Apart from the features ensuring text readability and accuracy, a major important technology included in Krisp’s on-device STT is Speaker Diarization. This model segments speech into distinct speaker segments, enabling the identification and differentiation of multiple speakers within a conversation or audio stream. It is crucial for speaker-dependent processing and improving transcription accuracy in multi-speaker scenarios.

Real or near real-time processing for on-device STT

Depending on a use case, on-device STT technology might have to deliver real or near real-time processing capabilities to enable seamless user interactions across diverse applications. Achieving low-latency speech recognition necessitates streamlining inference pipelines, minimizing computational overheads, and optimizing signal processing algorithms. Moreover, the heterogeneity of device architectures and hardware accelerators further complicates real-time performance optimization, requiring tailored solutions for different platforms and configurations. Krisp developers have achieved a delicate balance between latency, selecting optimal model combinations, ensuring processing synergy, and addressing the scalability and flexibility of the pipeline to accommodate various use-cases.

Robustness to variability

With a global and multi-domain user-base, there is an inherent variability of speech arising from diverse accents, vocabularies, environments, and speaking styles. Our on-device STT technology must exhibit robustness to such variability to ensure consistent performance across disparate contexts. This entails training models on diverse datasets, augmenting training data to encompass various scenarios, and implementing robust feature extraction techniques capable of capturing salient speech characteristics while mitigating noise and various device or network-dependent distortions.

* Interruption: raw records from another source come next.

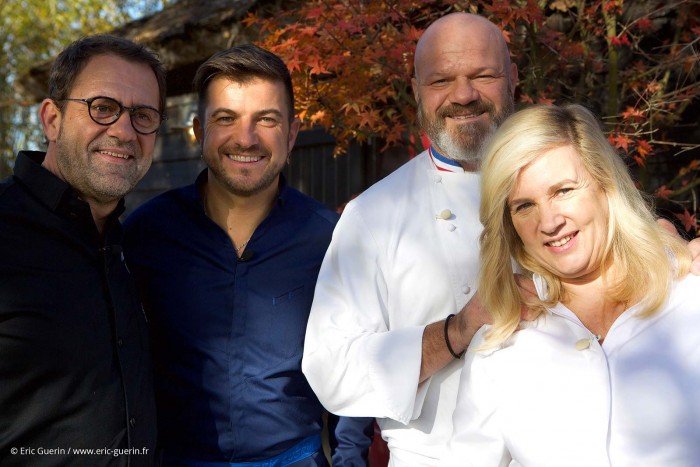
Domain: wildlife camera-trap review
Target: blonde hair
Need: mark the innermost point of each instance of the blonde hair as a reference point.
(636, 243)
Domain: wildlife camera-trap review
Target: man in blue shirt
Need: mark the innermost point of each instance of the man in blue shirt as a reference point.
(227, 268)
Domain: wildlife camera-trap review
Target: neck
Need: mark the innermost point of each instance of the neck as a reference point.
(100, 214)
(237, 215)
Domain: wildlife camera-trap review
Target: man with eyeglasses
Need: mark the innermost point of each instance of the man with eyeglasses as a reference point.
(75, 371)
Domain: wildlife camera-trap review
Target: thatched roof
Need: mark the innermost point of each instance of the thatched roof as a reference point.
(183, 34)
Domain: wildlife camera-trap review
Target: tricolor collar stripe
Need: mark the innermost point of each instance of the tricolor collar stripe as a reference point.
(442, 163)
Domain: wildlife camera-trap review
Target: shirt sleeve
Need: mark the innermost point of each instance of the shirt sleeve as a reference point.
(358, 362)
(476, 439)
(350, 439)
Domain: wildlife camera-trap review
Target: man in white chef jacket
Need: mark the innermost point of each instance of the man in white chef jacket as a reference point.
(405, 254)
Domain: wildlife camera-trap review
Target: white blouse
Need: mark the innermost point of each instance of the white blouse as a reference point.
(552, 396)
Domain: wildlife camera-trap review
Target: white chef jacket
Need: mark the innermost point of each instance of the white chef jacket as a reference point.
(632, 401)
(393, 266)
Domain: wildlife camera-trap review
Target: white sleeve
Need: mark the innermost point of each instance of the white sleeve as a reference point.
(355, 360)
(477, 440)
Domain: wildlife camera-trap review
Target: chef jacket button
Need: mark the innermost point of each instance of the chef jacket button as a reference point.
(444, 214)
(583, 344)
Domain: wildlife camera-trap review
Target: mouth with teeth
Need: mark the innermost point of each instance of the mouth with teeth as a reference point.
(562, 241)
(116, 154)
(240, 158)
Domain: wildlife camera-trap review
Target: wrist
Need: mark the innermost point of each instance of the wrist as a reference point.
(456, 350)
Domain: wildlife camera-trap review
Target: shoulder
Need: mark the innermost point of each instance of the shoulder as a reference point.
(298, 201)
(395, 192)
(685, 290)
(161, 207)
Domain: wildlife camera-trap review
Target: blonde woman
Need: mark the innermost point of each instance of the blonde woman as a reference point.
(608, 372)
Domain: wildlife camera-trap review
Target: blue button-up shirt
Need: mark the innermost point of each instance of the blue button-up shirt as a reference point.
(228, 333)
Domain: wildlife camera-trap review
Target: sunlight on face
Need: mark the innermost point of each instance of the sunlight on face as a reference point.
(560, 214)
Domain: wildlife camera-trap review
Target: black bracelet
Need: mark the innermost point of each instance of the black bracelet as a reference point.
(447, 339)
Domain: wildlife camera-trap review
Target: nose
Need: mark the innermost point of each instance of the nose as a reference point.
(122, 128)
(551, 219)
(464, 91)
(245, 134)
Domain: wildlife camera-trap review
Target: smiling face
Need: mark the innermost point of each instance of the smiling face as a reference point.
(561, 215)
(463, 85)
(246, 137)
(102, 163)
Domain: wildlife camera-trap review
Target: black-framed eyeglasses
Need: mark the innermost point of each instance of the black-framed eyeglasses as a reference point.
(105, 111)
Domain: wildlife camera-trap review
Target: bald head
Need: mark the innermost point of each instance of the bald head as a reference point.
(463, 85)
(456, 33)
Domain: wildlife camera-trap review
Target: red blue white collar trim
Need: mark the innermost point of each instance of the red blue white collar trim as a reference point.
(442, 163)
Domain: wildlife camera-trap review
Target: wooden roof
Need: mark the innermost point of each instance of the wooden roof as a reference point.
(183, 35)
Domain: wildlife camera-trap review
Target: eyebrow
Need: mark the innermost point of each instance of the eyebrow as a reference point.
(550, 190)
(259, 113)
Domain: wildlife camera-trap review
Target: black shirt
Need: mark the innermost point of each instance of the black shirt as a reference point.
(75, 371)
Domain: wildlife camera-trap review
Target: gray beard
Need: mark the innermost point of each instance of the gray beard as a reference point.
(469, 150)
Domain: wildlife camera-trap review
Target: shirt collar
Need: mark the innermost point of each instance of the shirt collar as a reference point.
(442, 163)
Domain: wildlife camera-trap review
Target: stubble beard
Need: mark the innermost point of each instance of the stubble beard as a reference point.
(235, 184)
(93, 178)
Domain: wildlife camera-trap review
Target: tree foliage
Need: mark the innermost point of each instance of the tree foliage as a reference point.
(32, 31)
(634, 63)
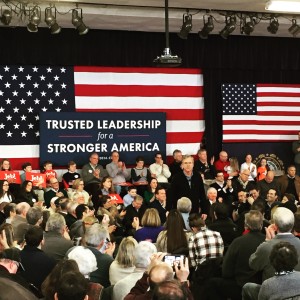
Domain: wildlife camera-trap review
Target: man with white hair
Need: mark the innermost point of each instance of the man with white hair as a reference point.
(283, 225)
(142, 254)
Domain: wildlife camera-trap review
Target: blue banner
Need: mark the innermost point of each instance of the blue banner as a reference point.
(74, 136)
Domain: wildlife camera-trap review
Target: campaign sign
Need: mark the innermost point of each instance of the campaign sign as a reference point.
(36, 178)
(10, 176)
(74, 136)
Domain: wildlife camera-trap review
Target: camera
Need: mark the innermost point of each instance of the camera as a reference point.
(175, 258)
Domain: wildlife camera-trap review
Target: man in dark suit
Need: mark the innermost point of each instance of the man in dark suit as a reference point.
(187, 184)
(160, 203)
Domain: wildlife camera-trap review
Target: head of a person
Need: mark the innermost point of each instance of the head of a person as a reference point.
(270, 176)
(50, 284)
(160, 194)
(223, 156)
(9, 232)
(283, 219)
(56, 223)
(158, 157)
(140, 162)
(27, 167)
(254, 220)
(34, 216)
(5, 164)
(248, 158)
(187, 163)
(184, 205)
(85, 260)
(94, 158)
(291, 171)
(54, 183)
(47, 165)
(169, 290)
(160, 273)
(283, 257)
(115, 156)
(177, 155)
(202, 154)
(142, 254)
(125, 255)
(78, 184)
(10, 258)
(106, 183)
(151, 218)
(242, 197)
(73, 287)
(72, 166)
(212, 194)
(26, 186)
(10, 210)
(34, 236)
(137, 202)
(272, 196)
(81, 211)
(95, 236)
(196, 222)
(132, 191)
(221, 211)
(22, 209)
(244, 175)
(219, 176)
(254, 193)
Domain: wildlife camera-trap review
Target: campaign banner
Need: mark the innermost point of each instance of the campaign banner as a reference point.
(10, 176)
(74, 136)
(38, 179)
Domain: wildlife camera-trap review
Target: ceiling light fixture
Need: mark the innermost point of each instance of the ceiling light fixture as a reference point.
(50, 20)
(207, 28)
(186, 26)
(34, 19)
(229, 27)
(283, 6)
(274, 25)
(78, 23)
(6, 16)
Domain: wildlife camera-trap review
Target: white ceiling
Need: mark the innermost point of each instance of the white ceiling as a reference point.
(142, 15)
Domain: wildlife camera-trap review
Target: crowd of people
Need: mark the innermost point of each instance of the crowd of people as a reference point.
(193, 229)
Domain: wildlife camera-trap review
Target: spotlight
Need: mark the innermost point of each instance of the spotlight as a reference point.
(207, 28)
(229, 27)
(78, 23)
(248, 27)
(186, 26)
(294, 29)
(6, 16)
(50, 20)
(273, 27)
(34, 19)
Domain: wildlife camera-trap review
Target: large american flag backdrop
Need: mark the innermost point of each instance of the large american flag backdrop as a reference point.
(25, 91)
(260, 112)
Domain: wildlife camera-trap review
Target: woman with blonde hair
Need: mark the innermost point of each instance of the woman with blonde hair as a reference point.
(151, 226)
(123, 264)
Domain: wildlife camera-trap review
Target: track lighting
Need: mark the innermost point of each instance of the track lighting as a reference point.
(34, 19)
(50, 20)
(229, 27)
(207, 28)
(78, 23)
(186, 26)
(273, 27)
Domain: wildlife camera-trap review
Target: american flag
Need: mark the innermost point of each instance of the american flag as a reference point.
(260, 112)
(25, 91)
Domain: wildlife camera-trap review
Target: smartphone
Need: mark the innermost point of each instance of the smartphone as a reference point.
(171, 259)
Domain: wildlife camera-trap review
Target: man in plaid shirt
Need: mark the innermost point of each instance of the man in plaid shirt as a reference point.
(204, 243)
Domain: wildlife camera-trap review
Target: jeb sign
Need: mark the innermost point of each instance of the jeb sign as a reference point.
(74, 136)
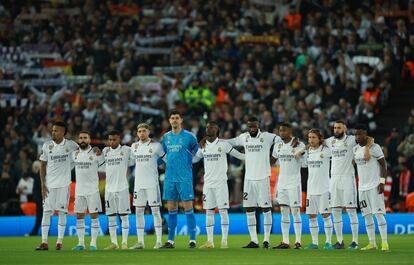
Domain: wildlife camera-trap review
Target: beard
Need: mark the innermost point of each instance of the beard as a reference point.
(83, 145)
(339, 135)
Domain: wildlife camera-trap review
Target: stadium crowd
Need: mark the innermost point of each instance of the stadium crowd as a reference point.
(105, 65)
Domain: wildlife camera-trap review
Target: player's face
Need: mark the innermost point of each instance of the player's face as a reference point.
(253, 127)
(339, 130)
(285, 133)
(114, 141)
(211, 130)
(58, 133)
(313, 140)
(175, 121)
(143, 134)
(360, 136)
(84, 140)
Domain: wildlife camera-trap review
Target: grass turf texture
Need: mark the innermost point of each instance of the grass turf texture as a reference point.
(20, 250)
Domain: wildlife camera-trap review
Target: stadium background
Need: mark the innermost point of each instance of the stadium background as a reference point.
(103, 65)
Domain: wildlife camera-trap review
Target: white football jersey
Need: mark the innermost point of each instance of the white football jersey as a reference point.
(59, 162)
(318, 161)
(257, 152)
(86, 170)
(215, 162)
(368, 171)
(342, 156)
(146, 157)
(289, 172)
(116, 167)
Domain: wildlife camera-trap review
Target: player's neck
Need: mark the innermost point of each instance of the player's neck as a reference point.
(58, 141)
(211, 139)
(176, 130)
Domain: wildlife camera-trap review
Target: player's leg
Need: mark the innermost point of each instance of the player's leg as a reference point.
(140, 201)
(312, 211)
(366, 212)
(250, 203)
(378, 207)
(186, 193)
(124, 209)
(295, 196)
(111, 210)
(80, 230)
(282, 199)
(265, 202)
(170, 194)
(350, 198)
(209, 204)
(62, 202)
(48, 208)
(154, 200)
(337, 204)
(94, 206)
(80, 209)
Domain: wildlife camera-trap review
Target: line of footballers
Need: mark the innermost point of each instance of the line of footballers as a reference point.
(331, 183)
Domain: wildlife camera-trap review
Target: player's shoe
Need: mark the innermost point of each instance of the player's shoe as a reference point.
(124, 247)
(112, 246)
(312, 246)
(78, 248)
(339, 245)
(168, 244)
(370, 246)
(138, 245)
(43, 246)
(93, 248)
(59, 246)
(328, 246)
(208, 244)
(192, 244)
(298, 245)
(251, 245)
(353, 246)
(224, 244)
(282, 245)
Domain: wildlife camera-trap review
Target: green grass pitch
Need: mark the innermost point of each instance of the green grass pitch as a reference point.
(20, 250)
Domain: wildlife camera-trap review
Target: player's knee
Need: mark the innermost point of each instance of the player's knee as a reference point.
(250, 209)
(325, 215)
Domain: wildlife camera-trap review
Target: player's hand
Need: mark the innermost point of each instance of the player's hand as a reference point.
(295, 142)
(367, 154)
(45, 191)
(97, 150)
(202, 142)
(380, 188)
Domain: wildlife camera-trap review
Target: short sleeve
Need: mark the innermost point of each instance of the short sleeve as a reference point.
(376, 151)
(43, 155)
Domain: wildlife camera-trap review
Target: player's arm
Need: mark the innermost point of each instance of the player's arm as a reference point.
(45, 190)
(383, 171)
(233, 152)
(198, 156)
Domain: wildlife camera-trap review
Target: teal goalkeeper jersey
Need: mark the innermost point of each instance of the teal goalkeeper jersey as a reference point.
(180, 149)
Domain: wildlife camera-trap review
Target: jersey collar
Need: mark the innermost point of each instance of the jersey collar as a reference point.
(61, 143)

In addition to addressing resource constraints and optimizing algorithms for on-device STT, Krisp prioritizes rigorous speech recognition testing to ensure its technology’s robustness across diverse accents, environments, and speaking styles.

Integration & embeddability of on-device STT

Along with being on-device, the technologies underlying the Krisp app AI Meeting Assistant are also designed with embeddability in mind. Integrating on-device STT technology into communication applications and devices presents a range of additional challenges, all of which Krisp has tackled. Resources must be carefully allocated to ensure optimal performance without compromising existing customer infrastructure. Customization and configuration options are essential to meet the diverse needs of end-users while maintaining scalability and performance across large-scale deployments. Security and compliance considerations demand robust encryption and privacy measures to protect sensitive data. Seamless integration with existing infrastructure, including telephony systems and collaboration tools, requires interoperability standards, codec support and integration frameworks.

One prevailing requirement for communication services is for on-device STT technology to be functional on the web. This presents a new set of challenges in terms of further resource optimization, as well as compatibility across diverse web platforms, browsers, frameworks and devices.

Bringing it all together

While the integration of on-device STT technology into communication applications and devices presents challenges and requires meticulous resource utilization, customization, and seamless interoperability, Krisp has addressed these challenges and today delivers embedded STT solutions that enhance the functionality and value proposition for applications and their end-users.